À ces cinq crises non résolues se sont ajoutés d'autres problèmes : les dangers pour la sécurité intérieure et extérieure de l'Union européenne ; la crise migratoire ; les conséquences préoccupantes de ces phénomènes, avec, d'une part, pour la première fois depuis la création de l'Union européenne, des divisions graves et, d'autre part, le risque d'une remise en cause des fondements de l'Union européenne que sont ses valeurs et le principe de l'État de droit. Vous me permettrez de considérer, en tant que membre du Conseil d'État, juriste de l'Union européenne, que c'est là le coeur même de l'Union européenne

Pour la première fois, les dangers pour la sécurité intérieure et extérieure – en l'occurrence, le terrorisme, l'Ukraine, la Crimée – sont graves et concomitants. Comme dans d'autres cas, la responsabilité de l'Union européenne est mise en cause par certains : les actes de terrorisme seraient liés à la libre circulation des personnes et à Schengen, tandis que la politique russe serait liée à l'accord, pas encore entré en vigueur, entre l'Ukraine et l'Union européenne, etc. De plus, personne ne sait aujourd'hui quelle sera la politique extérieure et de défense du Président Trump.

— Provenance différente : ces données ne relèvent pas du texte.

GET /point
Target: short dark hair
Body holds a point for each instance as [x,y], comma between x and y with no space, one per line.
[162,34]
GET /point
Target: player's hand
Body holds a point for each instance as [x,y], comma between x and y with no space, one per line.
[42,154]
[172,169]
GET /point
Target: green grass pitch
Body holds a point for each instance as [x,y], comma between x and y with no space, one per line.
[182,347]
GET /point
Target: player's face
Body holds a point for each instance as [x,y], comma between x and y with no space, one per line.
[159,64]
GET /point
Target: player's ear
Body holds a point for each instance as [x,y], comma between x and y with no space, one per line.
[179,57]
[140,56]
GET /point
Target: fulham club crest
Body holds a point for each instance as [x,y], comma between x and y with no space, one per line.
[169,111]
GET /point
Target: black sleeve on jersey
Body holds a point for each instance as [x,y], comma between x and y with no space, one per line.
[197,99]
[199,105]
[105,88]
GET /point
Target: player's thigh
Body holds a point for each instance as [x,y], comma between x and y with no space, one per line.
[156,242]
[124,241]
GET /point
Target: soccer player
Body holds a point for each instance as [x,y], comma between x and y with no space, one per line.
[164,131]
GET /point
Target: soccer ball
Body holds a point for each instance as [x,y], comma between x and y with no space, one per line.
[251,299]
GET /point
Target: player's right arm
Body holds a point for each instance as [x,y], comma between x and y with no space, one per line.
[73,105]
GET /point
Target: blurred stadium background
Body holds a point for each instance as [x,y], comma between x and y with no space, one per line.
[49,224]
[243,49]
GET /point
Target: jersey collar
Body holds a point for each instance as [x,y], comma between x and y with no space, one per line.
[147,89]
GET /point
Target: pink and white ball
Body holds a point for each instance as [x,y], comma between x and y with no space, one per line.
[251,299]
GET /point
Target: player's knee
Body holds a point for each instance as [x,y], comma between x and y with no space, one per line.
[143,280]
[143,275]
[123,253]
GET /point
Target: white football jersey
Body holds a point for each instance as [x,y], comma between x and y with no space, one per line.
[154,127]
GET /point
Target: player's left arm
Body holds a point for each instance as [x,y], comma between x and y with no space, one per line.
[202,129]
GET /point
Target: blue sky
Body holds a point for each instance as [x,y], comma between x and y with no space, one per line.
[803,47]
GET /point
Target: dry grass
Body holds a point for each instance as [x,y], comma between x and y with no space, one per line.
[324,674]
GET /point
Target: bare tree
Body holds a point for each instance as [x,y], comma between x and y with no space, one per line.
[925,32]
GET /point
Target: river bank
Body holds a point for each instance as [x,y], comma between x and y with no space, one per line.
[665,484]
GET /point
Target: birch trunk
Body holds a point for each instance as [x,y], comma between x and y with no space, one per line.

La crise migratoire, pour sa part, a des causes structurelles, qui excèdent les seules violences en Syrie, en Irak, en Libye et ailleurs, et s'inscrit dans le long terme. La petite Europe – petite démographiquement parlant – reste riche et attirante pour ses voisins africains et orientaux, dont la croissance démographique est forte et la croissance économique insuffisante. Les réponses de l'Union européenne, peu convaincantes dans un premier temps, semblent aujourd'hui prendre forme. J'espère que cela s'améliorera encore, mais les frontières extérieures restent poreuses.

Ces problèmes, notamment la crise de la zone euro et la crise migratoire, ont créé de graves divisions entre États membres : Nord et Sud, créditeurs et débiteurs, Est et Ouest, anciens et nouveaux. Cette situation, inédite, est préoccupante parce qu'elle fait peser des risques pour les valeurs de l'Union européenne. N'oublions pas que la création de celle-ci s'est accompagnée d'une révolution juridique : pour la première fois, des États ont décidé de garantir que les engagements pris entre eux seraient appliqués. Cela s'accompagnait d'un contrôle exercé par des institutions indépendantes en mesure de leur infliger de très lourdes sanctions financières en cas de non-respect ou de mauvaise application du droit de l'Union européenne. C'est là le fondement même de l'Union européenne, de son marché intérieur, de sa crédibilité : des décisions sont prises, et appliquées par les États membres. Auparavant, les traités n'étaient pas toujours appliqués. Le respect de la règle de droit a, en somme, une valeur existentielle pour l'Union européenne.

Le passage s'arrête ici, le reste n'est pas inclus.